During the week of July 23-July 27, 2012, Dr. Robert J. Weaver, a faculty member with FIT Ocean Engineering and his friend and colleague from the University of South Alabama (USA), Dr. Bret Webb, conducted a field experiment in the Indian River Lagoon (IRL), IRLEX 2012. The experiment consisted of three days on the water using Dr. Webb’s surveying instrument, the Jag Sk, named for the USA mascot. On the first day Dr. Weaver was getting familiarized with the Personal Watercraft Platform. The two took turns sampling the surface water quality in the lagoon along a zig-zag transect from Sebastian up through the Haulover Canal and into the Mosquito Lagoon, a total trip length of 166.7 km. Sampling the surface water every twelve seconds, measurements of Oil, Fuel, Dissolved Oxygen (DO), Chlorophyll a (Chl a), Salinity (S), Temperature (T), pH, and Colored Dissolved Organic Matter (CDOM) the 7 hour duration of the trip. Along the way the path included water quality stations that are regularly sampled by the Saint John’s River Water Management District (SJRWMD). The researchers were able to see signs of the algae bloom in the northern IRL that extended into Mosquito Lagoon.
On Day 2, the researchers conducted an ADCP survey of Sebastian Inlet. The inlet is a relatively narrow inlet with high velocities at both ebb and flood. In the image to the right, Dr. Weaver is getting started on his first 3 hour shift in Sebastian Inlet. The researchers would like to thank the friendly folks at the Sebastian Inlet State Park for allowing us to use their park as the survey base, and set up our RTK GPS system beside the South Jetty.
In Sebastian Inlet the current was very high at times greater than 2.5 m/s. Between the current speed and the many boaters making their way in and out of the inlet, the day was filled with some tense moments.
The RTK base station was set-up close to the survey area to provide the most accurate positioning possible. In the image to the left Dr. Weaver is preparing to start the first transect in the series of three. This is the farthest point from the base station, and the closest to the mouth of the inlet.
Below the transects have been added to a Google Earth image of the Sebastian Inlet region. The green arrows indicate the transects where ADCP data was collected.
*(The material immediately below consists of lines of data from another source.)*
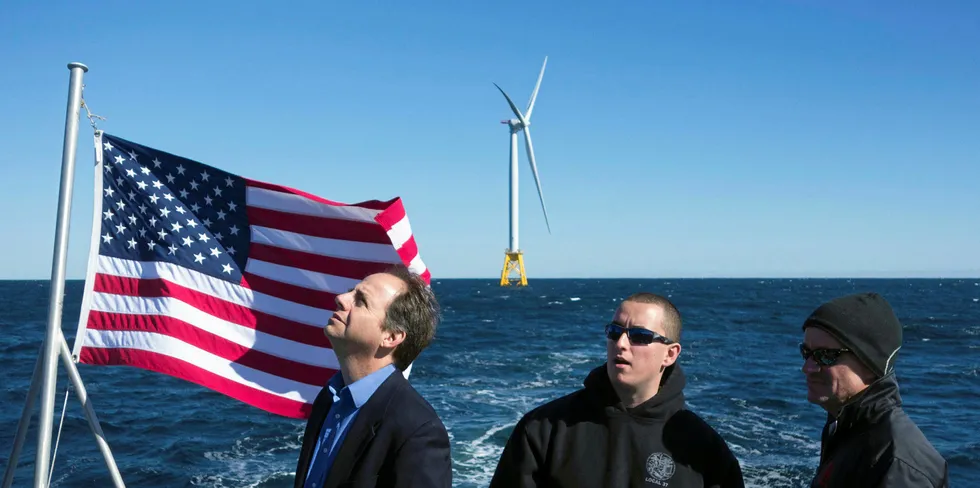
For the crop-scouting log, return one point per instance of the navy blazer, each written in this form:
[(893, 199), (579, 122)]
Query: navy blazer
[(397, 440)]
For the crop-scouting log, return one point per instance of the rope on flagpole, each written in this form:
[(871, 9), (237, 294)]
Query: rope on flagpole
[(61, 424), (91, 116)]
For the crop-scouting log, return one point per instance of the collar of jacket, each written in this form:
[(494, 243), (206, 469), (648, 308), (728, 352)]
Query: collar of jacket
[(669, 399), (869, 406)]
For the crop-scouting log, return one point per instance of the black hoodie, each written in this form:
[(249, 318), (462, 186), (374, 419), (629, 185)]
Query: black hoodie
[(873, 443), (589, 439)]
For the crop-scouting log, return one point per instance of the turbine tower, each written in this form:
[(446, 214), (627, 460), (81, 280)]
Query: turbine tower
[(514, 257)]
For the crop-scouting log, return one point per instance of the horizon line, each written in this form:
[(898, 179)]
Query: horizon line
[(747, 277)]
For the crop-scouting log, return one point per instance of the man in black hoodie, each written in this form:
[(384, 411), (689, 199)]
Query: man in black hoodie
[(849, 349), (629, 426)]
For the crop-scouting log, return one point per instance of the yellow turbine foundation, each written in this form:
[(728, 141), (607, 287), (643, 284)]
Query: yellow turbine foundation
[(513, 261)]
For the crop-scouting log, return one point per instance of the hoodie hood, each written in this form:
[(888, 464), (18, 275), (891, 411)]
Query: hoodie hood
[(669, 399)]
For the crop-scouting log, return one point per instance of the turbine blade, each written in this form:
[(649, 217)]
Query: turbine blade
[(534, 95), (534, 170), (513, 107)]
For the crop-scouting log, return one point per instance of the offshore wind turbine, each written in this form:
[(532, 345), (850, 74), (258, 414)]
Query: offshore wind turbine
[(514, 257)]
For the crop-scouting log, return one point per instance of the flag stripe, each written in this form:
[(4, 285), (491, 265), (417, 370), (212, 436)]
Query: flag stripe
[(197, 337), (272, 187), (113, 288), (297, 294), (214, 287), (343, 268), (319, 354), (169, 346), (300, 277), (188, 371), (298, 204), (360, 251), (331, 228)]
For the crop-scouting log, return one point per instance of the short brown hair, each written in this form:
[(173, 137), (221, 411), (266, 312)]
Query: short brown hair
[(414, 312), (672, 318)]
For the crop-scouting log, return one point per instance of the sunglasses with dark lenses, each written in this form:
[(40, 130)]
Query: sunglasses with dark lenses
[(636, 335), (823, 357)]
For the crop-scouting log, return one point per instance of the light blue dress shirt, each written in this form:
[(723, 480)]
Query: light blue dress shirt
[(347, 403)]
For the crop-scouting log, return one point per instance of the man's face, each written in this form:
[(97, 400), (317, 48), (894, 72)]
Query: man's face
[(356, 325), (831, 386), (638, 366)]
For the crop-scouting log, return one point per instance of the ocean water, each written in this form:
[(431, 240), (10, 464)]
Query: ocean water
[(501, 351)]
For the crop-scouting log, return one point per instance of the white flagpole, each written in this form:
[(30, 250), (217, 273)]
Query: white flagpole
[(49, 369)]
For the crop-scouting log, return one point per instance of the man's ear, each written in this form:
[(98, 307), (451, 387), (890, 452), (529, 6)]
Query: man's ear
[(673, 352), (390, 339)]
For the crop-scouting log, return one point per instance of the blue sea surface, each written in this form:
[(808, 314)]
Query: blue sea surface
[(502, 351)]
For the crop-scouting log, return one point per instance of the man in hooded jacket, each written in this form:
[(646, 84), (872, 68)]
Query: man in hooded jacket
[(629, 426), (849, 350)]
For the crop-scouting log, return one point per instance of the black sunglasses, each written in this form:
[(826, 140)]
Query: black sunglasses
[(823, 357), (636, 335)]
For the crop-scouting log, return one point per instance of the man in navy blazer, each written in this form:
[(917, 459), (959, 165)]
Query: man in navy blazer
[(369, 427)]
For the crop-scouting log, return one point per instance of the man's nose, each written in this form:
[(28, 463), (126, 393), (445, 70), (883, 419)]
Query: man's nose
[(343, 300), (810, 366), (624, 341)]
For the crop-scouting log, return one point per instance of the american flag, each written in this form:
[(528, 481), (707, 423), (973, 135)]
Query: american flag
[(224, 281)]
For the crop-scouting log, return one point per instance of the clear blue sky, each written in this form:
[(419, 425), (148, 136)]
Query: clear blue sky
[(745, 138)]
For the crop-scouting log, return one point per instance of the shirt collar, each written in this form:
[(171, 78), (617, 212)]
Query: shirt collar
[(362, 389)]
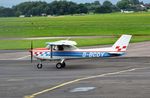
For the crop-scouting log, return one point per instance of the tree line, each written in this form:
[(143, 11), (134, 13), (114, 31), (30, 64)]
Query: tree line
[(63, 7)]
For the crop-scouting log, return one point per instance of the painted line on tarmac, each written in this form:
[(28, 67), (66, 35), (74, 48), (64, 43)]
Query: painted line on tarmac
[(81, 79), (22, 57)]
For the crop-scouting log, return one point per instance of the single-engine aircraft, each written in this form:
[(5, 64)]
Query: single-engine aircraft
[(66, 49)]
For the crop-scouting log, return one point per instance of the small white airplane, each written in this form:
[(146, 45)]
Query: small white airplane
[(65, 50)]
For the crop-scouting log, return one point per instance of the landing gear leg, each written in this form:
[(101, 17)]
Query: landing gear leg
[(40, 65), (61, 64)]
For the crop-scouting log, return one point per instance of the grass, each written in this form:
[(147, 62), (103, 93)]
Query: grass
[(98, 24), (25, 44)]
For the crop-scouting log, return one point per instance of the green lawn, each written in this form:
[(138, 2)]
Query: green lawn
[(99, 24), (25, 44)]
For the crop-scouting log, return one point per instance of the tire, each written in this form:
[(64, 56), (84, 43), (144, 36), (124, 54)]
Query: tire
[(59, 65), (39, 66), (63, 64)]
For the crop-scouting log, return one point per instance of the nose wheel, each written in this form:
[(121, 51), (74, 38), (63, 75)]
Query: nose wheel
[(60, 65)]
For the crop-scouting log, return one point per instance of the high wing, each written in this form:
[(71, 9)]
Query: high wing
[(63, 42), (62, 45)]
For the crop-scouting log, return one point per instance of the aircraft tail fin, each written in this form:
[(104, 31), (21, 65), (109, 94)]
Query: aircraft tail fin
[(122, 43)]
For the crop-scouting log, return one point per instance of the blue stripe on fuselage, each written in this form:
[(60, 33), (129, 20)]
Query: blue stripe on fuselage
[(81, 54)]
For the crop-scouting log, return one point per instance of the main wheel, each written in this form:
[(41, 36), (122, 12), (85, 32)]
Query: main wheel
[(59, 65), (63, 64), (39, 66)]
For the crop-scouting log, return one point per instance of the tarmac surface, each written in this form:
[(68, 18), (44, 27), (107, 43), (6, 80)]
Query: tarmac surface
[(121, 77)]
The orange squares indicate locations where CTD casts were to be made using the YSI Castaway CDT profiler. Unfortunately due to the high boat traffic and high current velocities, CTD casts were more often than not deemed too dangerous and fewer casts were made than originally planned.
On Day 3, an ADCP survey of the inlet at Port Canaveral was performed. The friendly folks at the Port Canaveral Jetty Park, allowed us to stage our survey from their jetty pier. It was very convenient with facilities and snacks right there on site. Again we surveyed along three transects across the inlet. The nearly non-existent current at this site was a very interesting contrast to the previous days survey; however we did have to stop a couple of times to let some very large ship pass through the channel.
In the image to the left, Dr. Weaver is collecting data along on of the transects in Port Canaveral Inlet. The absence of a strong current at this location is evident. The surveying on this day was a much more relaxed than the experience in the high flow conditions of Sebastian. The presence of the lock separating Port Canaveral from the IRL play a big part in the flow at the inlet at the port.
Below is a Google Earth image of Port Canaveral Inlet with the transects indicated. Again the green arrows indicate the transects where ADCP profiles were recorded. The orange squares indicate locations were CDT casts were to be taken. Unlike Sebastian Inlet, there was far less boat traffic here, and the current was negligible. Both operators were able to obtain frequent CTD casts. Just as within Sebastian Inlet, the PSK was in continuous operation, collecting WQ data for the entire duration of the survey. High Chlorophyll levels were indicated around the South Jetty beginning just after ebb and for the duration of the flood cycle.
On Friday it was time for Dr. Webb to head back to Alabama. We have begun the post-processing of the data collected over the three days in the field. We will be posting more as the data processing progresses.